The worsening pandemic is pushing governments around the world to bring back varying degrees restrictions on businesses, keeping customers away from businesses and threatening to drag down the economy through what’s expected to be a bleak winter.
Job growth in the United States slowed sharply last month, a report on Friday showed, and the numbers may get only worse. But if Congress fails to reach a deal to carry the economy through the winter, stocks could be set up for more declines.
Uncertainty over the impact of the virus surge, the timing of a vaccine rollout and potential aid from Washington has helped slow the momentum for financial markets and made technology stocks go-to buys for traders. Apple rose 1.2%, while Facebook gained 2.1% and Netflix climbed 3.5%.

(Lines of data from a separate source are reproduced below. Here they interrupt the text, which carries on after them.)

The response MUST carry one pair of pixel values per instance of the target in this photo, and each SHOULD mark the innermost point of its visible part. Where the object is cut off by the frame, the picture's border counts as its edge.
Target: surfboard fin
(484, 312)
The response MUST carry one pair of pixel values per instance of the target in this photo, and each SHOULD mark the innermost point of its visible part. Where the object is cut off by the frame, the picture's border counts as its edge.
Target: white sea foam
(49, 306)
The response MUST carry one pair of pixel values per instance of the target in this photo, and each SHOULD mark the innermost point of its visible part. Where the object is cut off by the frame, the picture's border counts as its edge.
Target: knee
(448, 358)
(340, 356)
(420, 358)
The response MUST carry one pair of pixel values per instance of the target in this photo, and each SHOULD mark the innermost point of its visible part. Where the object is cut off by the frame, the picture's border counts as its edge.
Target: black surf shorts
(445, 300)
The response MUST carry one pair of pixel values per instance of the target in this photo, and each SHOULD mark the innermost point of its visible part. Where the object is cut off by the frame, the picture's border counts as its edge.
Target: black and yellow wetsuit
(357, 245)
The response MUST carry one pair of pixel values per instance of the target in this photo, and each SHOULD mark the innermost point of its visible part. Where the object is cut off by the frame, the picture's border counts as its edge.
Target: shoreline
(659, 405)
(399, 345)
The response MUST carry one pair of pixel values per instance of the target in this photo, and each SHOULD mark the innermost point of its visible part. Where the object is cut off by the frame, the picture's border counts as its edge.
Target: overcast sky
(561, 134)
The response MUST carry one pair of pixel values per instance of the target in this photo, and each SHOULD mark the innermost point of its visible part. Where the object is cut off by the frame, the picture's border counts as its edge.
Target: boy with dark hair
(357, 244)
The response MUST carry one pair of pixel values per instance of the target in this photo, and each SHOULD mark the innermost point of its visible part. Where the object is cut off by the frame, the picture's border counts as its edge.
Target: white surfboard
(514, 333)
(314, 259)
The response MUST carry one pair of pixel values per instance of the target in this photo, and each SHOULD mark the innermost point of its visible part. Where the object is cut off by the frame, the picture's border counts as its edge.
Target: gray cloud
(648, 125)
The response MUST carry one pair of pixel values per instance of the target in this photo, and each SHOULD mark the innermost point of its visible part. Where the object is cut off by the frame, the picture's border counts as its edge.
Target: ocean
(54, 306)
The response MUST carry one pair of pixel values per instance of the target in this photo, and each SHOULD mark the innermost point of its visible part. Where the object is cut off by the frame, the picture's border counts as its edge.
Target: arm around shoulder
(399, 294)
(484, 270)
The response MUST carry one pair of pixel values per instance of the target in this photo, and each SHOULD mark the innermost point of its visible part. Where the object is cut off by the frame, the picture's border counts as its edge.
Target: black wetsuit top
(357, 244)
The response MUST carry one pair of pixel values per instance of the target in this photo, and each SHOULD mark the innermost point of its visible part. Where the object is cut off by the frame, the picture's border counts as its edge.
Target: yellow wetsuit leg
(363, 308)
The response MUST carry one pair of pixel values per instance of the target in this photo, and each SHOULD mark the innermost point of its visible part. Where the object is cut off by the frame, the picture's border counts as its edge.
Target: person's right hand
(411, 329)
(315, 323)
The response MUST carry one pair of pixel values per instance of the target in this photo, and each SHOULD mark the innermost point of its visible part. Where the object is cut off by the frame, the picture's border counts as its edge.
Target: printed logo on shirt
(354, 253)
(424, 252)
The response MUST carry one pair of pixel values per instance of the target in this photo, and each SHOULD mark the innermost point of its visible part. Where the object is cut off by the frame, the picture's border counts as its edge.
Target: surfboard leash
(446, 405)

“Whenever there are concerns about growth, investors and traders migrate to the tech names,” Krosby said.
Monday’s tech rally is a flip of the market’s recent momentum and a callback to how it was trading earlier this year, before enthusiasm burst higher in November that one or more COVID-19 vaccines will get the global economy closer to normal next year.
“It gave us all some hope and hope is a pretty good ingredient for the markets,” said Frank Panayotou, managing director at UBS Private Wealth Management.
And while the markets are likely in good shape for the medium or long-term, he said, investors can expect some choppiness as the the virus’ impact continues ahead of vaccines reaching people next year.
Stocks that would benefit most from a reopening, healthier economy were taking some of the sharper losses, giving back some of their big recent gains. Energy stocks in the S&P 500 fell 2.4% after their 16.8% surge in November, for example. Bank stocks were also weaker than the rest of the market, and roughly two-thirds of the stocks in the S&P 500 fell.
Chevron Corp. fell 2.7% amid worries that the worsening pandemic could choke off more demand for oil and energy.
Other companies whose profits desperately need the economy to improve and the world to get closer to normal also fell. Mall owner Simon Property Group dropped 4.8%, Olive Garden-owner Darden Restaurants fell 2.4% and airline operator Alaska Air Group lost 3.6%.
In Europe, stock indexes closed mostly lower, and the value of the British pound fell as negotiators in the United Kingdom’s exit from the European Union seemed to remain stuck on the same issues that have prevented a deal for months.
In Asia, markets were mixed as relations between the United States and China, the world’s two largest economies, remain tense.
The yield on the 10-year Treasury fell to 0.93% from 0.96% late Friday.
AP Business Writer Elaine Kurtenbach contributed.